To that end, the government is creating an advisory panel to help with the process, saying Ontario will become the first province in Canada to pursue such a comprehensive benefits program.
“Whether you’re bussing tables, working the cash, or giving rides, we are making sure necessities like dental care and affordable medication is within reach for more families,” says Monte McNaughton, minister of labour, training and skills development. “The future of work is here, and our government is working for workers to make sure no one is left behind.”
The advisory panel will look at how benefits could reside with the worker and provide recommendations on how the program should best be administered.

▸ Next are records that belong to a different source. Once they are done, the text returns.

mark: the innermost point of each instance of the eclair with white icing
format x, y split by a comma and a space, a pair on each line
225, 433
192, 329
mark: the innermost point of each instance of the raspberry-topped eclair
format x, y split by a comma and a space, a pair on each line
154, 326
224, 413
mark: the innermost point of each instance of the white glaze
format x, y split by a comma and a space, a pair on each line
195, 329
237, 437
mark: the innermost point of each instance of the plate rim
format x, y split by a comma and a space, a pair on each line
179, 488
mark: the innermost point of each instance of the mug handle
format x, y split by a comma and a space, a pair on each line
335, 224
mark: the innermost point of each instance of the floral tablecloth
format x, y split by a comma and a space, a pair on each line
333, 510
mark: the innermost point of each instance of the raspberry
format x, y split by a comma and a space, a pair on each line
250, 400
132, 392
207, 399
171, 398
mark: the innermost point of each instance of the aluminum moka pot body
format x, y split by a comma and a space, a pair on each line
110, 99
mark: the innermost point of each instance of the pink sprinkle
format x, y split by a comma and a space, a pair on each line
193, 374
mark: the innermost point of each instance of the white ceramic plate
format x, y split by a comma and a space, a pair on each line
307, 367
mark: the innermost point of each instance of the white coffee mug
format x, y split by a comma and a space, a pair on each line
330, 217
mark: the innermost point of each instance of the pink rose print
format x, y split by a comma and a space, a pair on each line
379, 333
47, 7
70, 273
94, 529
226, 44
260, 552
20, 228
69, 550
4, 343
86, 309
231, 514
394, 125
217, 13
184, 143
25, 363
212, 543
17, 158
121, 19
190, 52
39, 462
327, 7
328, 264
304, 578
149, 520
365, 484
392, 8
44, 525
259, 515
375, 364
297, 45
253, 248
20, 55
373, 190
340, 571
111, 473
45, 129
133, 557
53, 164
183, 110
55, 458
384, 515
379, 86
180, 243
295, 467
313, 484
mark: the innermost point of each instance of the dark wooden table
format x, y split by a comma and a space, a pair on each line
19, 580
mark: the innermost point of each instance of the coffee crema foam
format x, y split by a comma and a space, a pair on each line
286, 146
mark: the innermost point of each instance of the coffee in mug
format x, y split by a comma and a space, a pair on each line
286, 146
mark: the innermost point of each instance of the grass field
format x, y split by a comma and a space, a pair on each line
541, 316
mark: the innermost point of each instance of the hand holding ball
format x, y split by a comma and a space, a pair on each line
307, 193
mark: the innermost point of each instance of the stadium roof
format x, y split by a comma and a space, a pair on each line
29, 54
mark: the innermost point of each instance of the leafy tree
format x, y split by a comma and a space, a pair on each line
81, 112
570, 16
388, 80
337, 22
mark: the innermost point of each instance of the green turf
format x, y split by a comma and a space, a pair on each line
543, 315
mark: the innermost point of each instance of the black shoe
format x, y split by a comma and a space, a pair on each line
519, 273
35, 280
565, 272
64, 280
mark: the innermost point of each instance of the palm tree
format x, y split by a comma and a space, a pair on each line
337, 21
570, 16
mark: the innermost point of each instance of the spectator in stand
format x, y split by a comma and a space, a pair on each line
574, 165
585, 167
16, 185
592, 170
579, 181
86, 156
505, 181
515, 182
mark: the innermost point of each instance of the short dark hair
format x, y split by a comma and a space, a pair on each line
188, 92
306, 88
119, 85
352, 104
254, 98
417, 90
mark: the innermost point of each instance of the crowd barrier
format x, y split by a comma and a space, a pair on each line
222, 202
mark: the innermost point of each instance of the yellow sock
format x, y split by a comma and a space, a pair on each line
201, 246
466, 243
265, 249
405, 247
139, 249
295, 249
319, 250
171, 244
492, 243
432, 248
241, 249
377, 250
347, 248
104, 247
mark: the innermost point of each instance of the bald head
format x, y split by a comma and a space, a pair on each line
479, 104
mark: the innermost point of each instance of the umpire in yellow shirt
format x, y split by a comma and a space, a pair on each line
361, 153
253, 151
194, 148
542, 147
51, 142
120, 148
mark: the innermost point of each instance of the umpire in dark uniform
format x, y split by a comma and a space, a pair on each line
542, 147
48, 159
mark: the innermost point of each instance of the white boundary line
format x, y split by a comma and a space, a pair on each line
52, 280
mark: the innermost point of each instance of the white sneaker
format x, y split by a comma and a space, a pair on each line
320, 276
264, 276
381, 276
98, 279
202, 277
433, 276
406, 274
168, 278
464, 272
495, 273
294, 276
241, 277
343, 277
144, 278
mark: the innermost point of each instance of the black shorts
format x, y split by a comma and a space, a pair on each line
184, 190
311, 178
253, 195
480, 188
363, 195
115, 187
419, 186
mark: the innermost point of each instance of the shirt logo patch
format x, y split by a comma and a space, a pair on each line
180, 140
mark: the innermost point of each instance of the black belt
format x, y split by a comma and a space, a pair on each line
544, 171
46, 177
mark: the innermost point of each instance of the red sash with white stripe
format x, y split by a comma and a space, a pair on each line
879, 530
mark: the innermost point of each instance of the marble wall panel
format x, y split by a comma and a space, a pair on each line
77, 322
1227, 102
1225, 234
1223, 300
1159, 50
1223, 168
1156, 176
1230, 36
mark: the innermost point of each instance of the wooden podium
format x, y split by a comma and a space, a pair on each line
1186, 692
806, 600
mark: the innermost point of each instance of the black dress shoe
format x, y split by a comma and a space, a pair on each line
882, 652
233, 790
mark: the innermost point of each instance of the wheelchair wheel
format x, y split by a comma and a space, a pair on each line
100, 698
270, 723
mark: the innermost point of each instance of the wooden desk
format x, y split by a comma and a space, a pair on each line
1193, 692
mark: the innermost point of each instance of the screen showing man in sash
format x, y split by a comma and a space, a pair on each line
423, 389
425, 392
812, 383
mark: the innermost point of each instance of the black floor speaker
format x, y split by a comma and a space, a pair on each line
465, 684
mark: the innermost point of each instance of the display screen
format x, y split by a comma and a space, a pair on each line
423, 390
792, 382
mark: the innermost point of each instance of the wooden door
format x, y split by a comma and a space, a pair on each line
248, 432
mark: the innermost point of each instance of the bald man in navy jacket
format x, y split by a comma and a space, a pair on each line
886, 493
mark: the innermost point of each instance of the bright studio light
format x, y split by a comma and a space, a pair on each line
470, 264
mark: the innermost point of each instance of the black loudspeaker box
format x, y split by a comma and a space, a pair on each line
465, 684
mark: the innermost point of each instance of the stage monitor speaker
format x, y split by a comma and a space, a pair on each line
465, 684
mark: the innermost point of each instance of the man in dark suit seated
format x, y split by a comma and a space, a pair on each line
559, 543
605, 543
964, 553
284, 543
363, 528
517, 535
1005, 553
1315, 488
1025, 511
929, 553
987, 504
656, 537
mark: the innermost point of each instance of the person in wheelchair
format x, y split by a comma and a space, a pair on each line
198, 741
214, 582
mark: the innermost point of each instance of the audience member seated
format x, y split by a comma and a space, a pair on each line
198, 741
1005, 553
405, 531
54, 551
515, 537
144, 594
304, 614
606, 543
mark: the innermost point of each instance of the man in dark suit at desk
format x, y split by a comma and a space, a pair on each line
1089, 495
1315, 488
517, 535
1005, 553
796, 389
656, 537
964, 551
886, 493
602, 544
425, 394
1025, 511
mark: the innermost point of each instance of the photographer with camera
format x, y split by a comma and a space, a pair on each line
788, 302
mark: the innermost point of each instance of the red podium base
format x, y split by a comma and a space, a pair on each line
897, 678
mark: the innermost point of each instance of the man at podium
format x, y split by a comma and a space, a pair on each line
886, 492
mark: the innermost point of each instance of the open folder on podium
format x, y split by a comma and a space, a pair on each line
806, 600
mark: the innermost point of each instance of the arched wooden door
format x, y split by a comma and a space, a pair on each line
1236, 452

In June 2021, McNaughton appointed the Ontario Workforce Recovery Advisory Committee (OWRAC) to provide recommendations to help Ontario meet the challenge of leading the future of work. One of its recommendations was to appoint experts to design and test a portable benefits program, where contributors could be consumers, employers, workers and the government.
However, several groups were unhappy with some of the recommendations.
While most workers with full-time, permanent jobs have medical insurance and dental coverage, less than a quarter of those who work part-time or in precarious jobs have similar benefits, says the government. Independent contractors, low-wage workers, newcomers, younger workers, and racialized people are also less likely to have workplace benefits.
Two-thirds of people in Ontario agree that “it is important that we have government benefits available based on where they live not who they work for”, according to a 2021 survey by Ipsos for the OWRAC.